Adjust The Scale of Your Holiday Celebration

A miniature celebration may be enough to keep spirits bright through the winter. “Consider doing a secret Santa this year instead of buying gifts for everyone,” Richardson said. “Agree on a spending limit, select a name and purchase one gift instead.” 

If you’re not sure how to set limits that everyone will abide by, have a conversation that acknowledges how this year is different and talk about what this means practically. Some people in your circle may need a gentle reminder that not everyone can afford to participate at the same level.  

“If you set some guardrails, it can be fun to live within those guardrails,” Condon said. 

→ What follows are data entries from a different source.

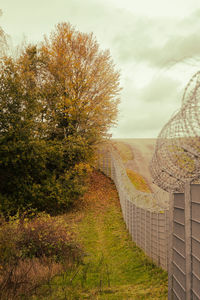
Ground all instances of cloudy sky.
[0,0,200,138]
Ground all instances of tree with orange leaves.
[40,23,120,144]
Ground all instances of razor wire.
[150,71,200,192]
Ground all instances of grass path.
[34,172,167,300]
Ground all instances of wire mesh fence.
[98,145,169,270]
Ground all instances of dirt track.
[113,139,157,191]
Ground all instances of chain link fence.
[98,145,169,270]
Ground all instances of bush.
[0,214,83,299]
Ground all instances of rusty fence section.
[97,149,169,270]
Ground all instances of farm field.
[111,138,169,208]
[32,172,168,300]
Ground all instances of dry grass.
[126,169,152,193]
[112,141,134,163]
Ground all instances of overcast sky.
[0,0,200,138]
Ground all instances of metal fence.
[98,148,200,300]
[168,183,200,300]
[98,147,169,270]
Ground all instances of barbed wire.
[150,71,200,192]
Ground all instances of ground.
[34,171,168,300]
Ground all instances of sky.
[0,0,200,138]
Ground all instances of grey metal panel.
[192,274,200,296]
[192,203,200,221]
[173,275,185,300]
[174,222,185,240]
[173,263,186,289]
[173,236,185,256]
[192,221,200,241]
[174,208,185,224]
[192,256,200,278]
[174,193,185,209]
[173,250,186,273]
[191,184,200,203]
[192,239,200,260]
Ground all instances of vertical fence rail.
[98,146,200,300]
[98,150,168,270]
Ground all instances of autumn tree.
[40,23,120,144]
[0,23,120,215]
[0,9,8,57]
[0,46,91,216]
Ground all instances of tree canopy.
[40,23,120,143]
[0,23,120,215]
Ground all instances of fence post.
[185,182,192,300]
[168,194,174,300]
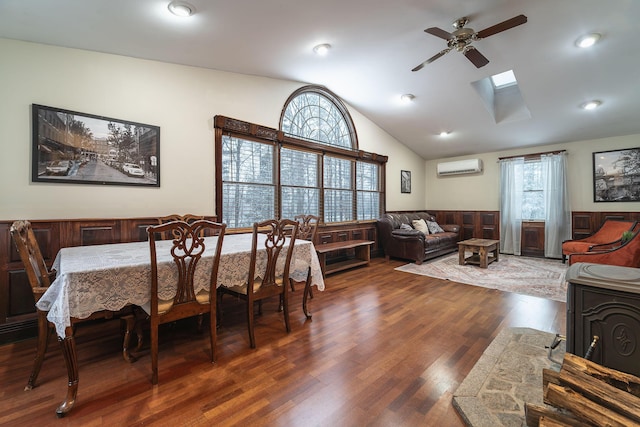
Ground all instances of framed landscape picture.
[31,104,160,187]
[400,171,411,193]
[593,148,640,202]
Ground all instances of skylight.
[491,70,518,89]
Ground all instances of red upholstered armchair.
[562,219,638,262]
[569,233,640,267]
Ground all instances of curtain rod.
[498,150,567,160]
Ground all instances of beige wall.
[0,39,425,220]
[0,39,640,220]
[425,135,640,212]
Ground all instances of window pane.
[282,186,320,219]
[280,148,318,187]
[324,190,353,222]
[324,156,351,189]
[282,91,355,149]
[222,183,275,228]
[357,191,380,221]
[356,162,378,191]
[523,161,542,191]
[222,136,274,184]
[522,191,545,219]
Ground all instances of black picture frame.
[593,148,640,203]
[400,170,411,193]
[31,104,160,187]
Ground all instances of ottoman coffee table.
[458,239,500,268]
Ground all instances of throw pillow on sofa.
[411,219,429,234]
[427,221,444,234]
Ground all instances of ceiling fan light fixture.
[400,93,416,104]
[580,99,602,110]
[576,33,602,48]
[313,43,331,56]
[167,1,196,18]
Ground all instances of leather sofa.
[377,212,460,264]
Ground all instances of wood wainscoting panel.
[520,221,544,257]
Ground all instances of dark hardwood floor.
[0,258,565,426]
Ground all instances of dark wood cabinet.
[520,221,544,257]
[566,263,640,376]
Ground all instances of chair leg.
[122,314,140,363]
[247,299,256,348]
[197,314,203,334]
[209,307,218,363]
[151,321,158,385]
[282,287,291,333]
[302,274,311,319]
[24,310,51,391]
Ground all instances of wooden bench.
[316,240,375,275]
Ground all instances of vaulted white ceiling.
[0,0,640,159]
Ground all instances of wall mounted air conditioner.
[438,159,482,176]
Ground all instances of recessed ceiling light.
[167,1,196,17]
[580,99,602,110]
[313,43,331,56]
[400,93,416,104]
[576,33,601,48]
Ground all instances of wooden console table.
[458,239,500,268]
[316,240,375,275]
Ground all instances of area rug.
[453,328,565,427]
[396,253,567,301]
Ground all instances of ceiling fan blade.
[463,46,489,68]
[411,47,452,71]
[478,15,527,39]
[424,27,453,40]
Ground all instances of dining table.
[36,233,324,417]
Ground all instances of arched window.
[280,86,358,150]
[214,86,387,228]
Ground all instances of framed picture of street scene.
[31,104,160,187]
[593,148,640,202]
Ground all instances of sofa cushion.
[427,221,444,234]
[413,219,429,235]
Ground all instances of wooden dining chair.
[9,220,142,391]
[289,215,320,319]
[218,219,298,348]
[147,220,226,384]
[158,214,204,240]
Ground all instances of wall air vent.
[438,159,482,176]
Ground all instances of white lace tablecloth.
[36,234,324,337]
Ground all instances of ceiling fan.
[411,15,527,71]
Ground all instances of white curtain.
[540,152,571,258]
[500,157,524,255]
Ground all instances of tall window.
[500,151,571,258]
[522,159,546,220]
[215,86,387,228]
[280,147,320,218]
[222,136,276,228]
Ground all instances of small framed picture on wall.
[400,171,411,193]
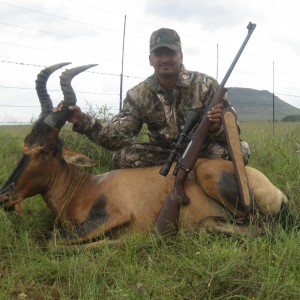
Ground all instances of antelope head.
[0,63,96,213]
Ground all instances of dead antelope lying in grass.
[0,64,287,245]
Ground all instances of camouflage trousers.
[113,141,251,169]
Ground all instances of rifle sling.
[222,107,251,212]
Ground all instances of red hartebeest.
[0,64,287,251]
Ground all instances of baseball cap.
[150,28,181,52]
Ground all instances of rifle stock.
[156,22,256,235]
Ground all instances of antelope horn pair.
[35,62,97,129]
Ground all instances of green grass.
[0,123,300,300]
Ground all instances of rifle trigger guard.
[173,163,190,176]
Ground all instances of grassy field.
[0,123,300,300]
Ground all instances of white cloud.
[0,0,300,122]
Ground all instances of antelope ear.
[62,146,99,167]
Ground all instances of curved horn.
[60,64,97,106]
[35,62,70,119]
[44,64,97,129]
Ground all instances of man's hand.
[207,103,223,133]
[54,101,84,124]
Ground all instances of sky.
[0,0,300,124]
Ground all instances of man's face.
[149,47,182,79]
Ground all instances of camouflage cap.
[150,28,181,52]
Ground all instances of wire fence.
[0,1,300,139]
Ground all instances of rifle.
[156,22,256,234]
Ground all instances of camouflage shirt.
[73,65,228,151]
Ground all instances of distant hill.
[228,87,300,121]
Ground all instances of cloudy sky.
[0,0,300,123]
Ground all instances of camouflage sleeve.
[73,94,143,151]
[208,80,234,143]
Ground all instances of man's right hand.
[54,101,84,124]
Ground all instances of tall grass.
[0,123,300,300]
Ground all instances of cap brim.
[150,44,181,52]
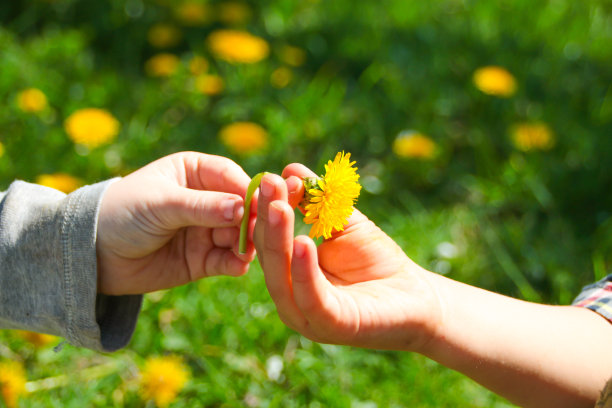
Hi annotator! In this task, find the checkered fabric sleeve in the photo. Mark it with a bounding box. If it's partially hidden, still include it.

Look For Deals, but Don’t Get Overwhelmed

If you plan to purchase gifts, but want to save as much as you can in the process, be diligent in your research. Obsessing over when you’ll get the very best deal can put you into a price-comparison tailspin—and lead you to window shop for yourself. Extra time researching prices may help you save a few dollars, but it’s not likely to net you significant savings.

Rick noted that it’s hard to outsmart a retailer who seems like it offers a different “deal” each time you turn around. Try not to get too caught up in researching prices and purchasing options. Many of the tried and true money tips like making a list and sticking to your budget still apply here, he said, although leaning toward creative or utilitarian forms of gift giving certainly help too. A handmade gift or volunteering to help a relative around the house can show your gratitude just as well as a store-bought item can.

For online shopping, Richardson recommended installing browser extensions that will compare prices for you to help determine the best time to buy. As for in-store shopping, many retailers will match a better price if you can prove that another retailer is advertising it. 

Remember, retailers are ready to make up the ground they lost during pandemic shutdown periods, so your wallet may benefit from their willingness to move merchandise at a discount.